As the Trump administration clarifies and asserts its positions on tech topics, we anticipate it will continue to have an oversized influence on state technology regulation. Specifically, we anticipate that states will shift into one of two roles: passengers, following the Trump administration’s priorities, or bulwarks, actively working to counter them.

At the end of 2025, the Trump administration considered, but did not issue, an Executive Order that would have created a federal AI Legislative Task Force “whose sole responsibility shall be to challenge State AI laws.” Simultaneously legislators indicated they were considering either including the moratorium on state AI policy enforcement that had been removed from the Big Beautiful Bill in the National Defense Authorization Act or introducing it as a stand alone bill.

Even if these efforts to stop state AI legislation development are unsuccessful, the clear demonstration of the Trump administration’s position against state AI regulation may, at a minimum, lead to some Republican-led states slowing the pace of AI regulation.

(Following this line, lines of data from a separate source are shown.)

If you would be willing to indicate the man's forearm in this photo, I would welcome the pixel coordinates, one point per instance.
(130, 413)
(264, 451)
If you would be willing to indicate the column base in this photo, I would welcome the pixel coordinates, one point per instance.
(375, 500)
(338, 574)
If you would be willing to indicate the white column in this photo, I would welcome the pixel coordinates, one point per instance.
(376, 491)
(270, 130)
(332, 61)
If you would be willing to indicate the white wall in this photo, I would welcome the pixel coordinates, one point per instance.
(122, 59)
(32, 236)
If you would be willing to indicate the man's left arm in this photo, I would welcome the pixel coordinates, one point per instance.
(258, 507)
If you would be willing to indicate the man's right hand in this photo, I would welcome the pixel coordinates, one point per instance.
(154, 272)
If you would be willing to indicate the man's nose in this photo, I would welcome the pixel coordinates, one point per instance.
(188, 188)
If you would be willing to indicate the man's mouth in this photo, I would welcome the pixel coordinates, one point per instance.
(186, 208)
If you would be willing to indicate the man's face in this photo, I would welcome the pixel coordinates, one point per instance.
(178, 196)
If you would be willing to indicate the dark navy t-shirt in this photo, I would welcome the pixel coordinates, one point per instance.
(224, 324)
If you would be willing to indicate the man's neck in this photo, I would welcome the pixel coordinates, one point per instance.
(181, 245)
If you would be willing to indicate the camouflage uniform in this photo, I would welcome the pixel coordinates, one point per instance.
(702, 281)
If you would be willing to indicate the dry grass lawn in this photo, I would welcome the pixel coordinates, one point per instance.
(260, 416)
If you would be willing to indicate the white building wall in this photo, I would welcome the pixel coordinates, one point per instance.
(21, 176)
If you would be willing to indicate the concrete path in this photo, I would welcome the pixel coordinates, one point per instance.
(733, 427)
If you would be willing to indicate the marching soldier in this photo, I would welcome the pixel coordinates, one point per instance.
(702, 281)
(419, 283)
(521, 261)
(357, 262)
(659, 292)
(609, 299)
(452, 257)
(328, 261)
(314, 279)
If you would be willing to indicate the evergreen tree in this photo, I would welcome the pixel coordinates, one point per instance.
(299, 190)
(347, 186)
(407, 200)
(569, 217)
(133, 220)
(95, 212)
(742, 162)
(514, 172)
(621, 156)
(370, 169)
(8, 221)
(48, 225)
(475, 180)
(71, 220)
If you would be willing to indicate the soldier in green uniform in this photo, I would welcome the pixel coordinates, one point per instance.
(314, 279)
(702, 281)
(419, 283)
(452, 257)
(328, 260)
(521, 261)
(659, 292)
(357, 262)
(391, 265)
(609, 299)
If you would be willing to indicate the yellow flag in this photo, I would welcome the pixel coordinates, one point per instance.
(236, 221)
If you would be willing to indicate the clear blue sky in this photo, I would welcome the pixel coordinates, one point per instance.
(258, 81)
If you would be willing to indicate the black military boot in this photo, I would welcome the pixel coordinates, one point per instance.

In contrast, there has been significant pushback against the idea of a federal AI moratorium from both parties — and we expect some red and blue states to object strongly to Trump’s efforts to limit state AI legislation.

While we generally anticipate that technology policy will remain a key priority for many state lawmakers next year, structural forces may slow the pace of state efforts in 2026. A handful of states, such as North Carolina and Oregon, have shorter sessions in even-numbered years. Others, such as Texas, North Dakota, Nevada, and Montana, do not hold regular sessions in even-numbered years.

The upcoming midterms may also disrupt or moderate state efforts on tech policy. The shorter sessions are designed, in part, to give legislators time to campaign. Some researchers have suggested that there tends to be less state legislative activity in election years because of these shorter sessions.

On one hand, the midterms could mean legislators continue to pursue more targeted bills in pursuit of easy legislative wins. On the other hand, legislators may look to marquee messaging bills meant more to fill out stump speeches than to actually be enacted. In that case, we would expect to see more child safety bills — especially those focusing on the risks that AI pose to children — introduced, but not necessarily enacted, across the state houses.